Existen algunas obras que adquieren un peso cultural que trasciende a su condición artística y pasan a formar parte del imaginario de una época, e incluso a menudo forman parte de su vocabulario o de su acervo visual. Es el caso de El cuento de la criada, de Margaret Atwood, cuyo atuendo de túnica roja con gorros de alas blancas que impiden a las mujeres que lo portan tanto ver como ser vistas, más allá de lo estrictamente necesario, aparece regularmente en marchas contra la prohibición o criminalización del aborto. (Es el mismo caso con la imagen del Big Brother de Orwell o con la droga llamada soma, ideada por Aldous Huxley, a la cual incluso los Strokes le dedicaron una canción con ese mismo nombre).
En El cuento de la criada se narra el ascenso de una teocracia patriarcal de nombre Gilead que ha reducido a las pocas mujeres fértiles a una esclavitud orientada a que sean meros entes reproductivos. Los intentos de procreación ocurren bajo una perversa ceremonia donde copulan con los Comandantes en presencia de las esposas de estos, quienes toman a las criadas de las manos en supuesta solidaridad, aunque en realidad aprovechan para clavarles las uñas en la muñeca. De ahí que la protagonista, a quien conocemos como Offred (“of Fred”, o, “de Fred”, propiedad del Comandante de ese nombre), reflexione: “El Comandante está fornicando. Con lo que fornica es con la parte inferior de mi cuerpo”.
Pues un elemento muy interesante de cómo está construido El cuento de la criada es que, a diferencia de otras grandes distopías, aquí la narradora vive el paso de un tipo de sociedad a otra, por lo que tiene vivo el recuerdo de su vida anterior, con su esposo e hija, de ir a la universidad con su amiga Moira, etcétera. El pasado no es así un lejano recuerdo sino memoria viva, lo que le da a la historia un toque de mayor realismo y menos de advertencia de lo que podría pasar en un futuro terrible. Y para muestra basta simplemente la interminable batalla ideológica, cultural, política y legislativa sobre el derecho de las mujeres a decidir sobre su propio cuerpo, que parecería oscilar perpetuamente entre avances y retrocesos, como recordatorio del carácter cambiante de la realidad, que registra Atwood con gran acierto con el advenimiento de la república de Gilead.
E igualmente los detalles y sutilezas de la narración le otorgan no sólo realismo sino profundidad psicológica, emocional y de todo tipo, con lo cual nuevamente no es El cuento de la criada una mera advertencia contra un futuro totalitario, sino un testimonio literario de cómo se vive de primera mano dicha opresión.

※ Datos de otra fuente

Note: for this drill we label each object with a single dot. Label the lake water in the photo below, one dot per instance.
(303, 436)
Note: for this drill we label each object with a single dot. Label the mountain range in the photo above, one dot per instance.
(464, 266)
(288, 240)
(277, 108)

Así, cuando el Comandante arregla un encuentro clandestino con Offred, sin que esté presente su esposa, en lugar de que se produzca como podríamos imaginar para tener sexo ilícito o llevado a cabo simplemente por placer, lo que le propone es algo tan inocente como que acepte jugar Scrabble con él a escondidas, así como besarlo (está prohibido) “como si en verdad lo deseara”. Y Offred se da cuenta de que, con gran condescendencia, el Comandante la deja ganar, con lo cual como lectores entendemos cuán poco margen existe para la obtención de estas ínfimas satisfacciones, cuestión que vuelve más sofocante el peso de los dispositivos opresivos de mayor envergadura de la sociedad de Gilead.
Pues como sucede con las mejores obras literarias es gracias a los detalles, matices y sutilezas que las y los lectores nos situamos en esa realidad alterna, tan viva por momentos como cualquier otra realidad.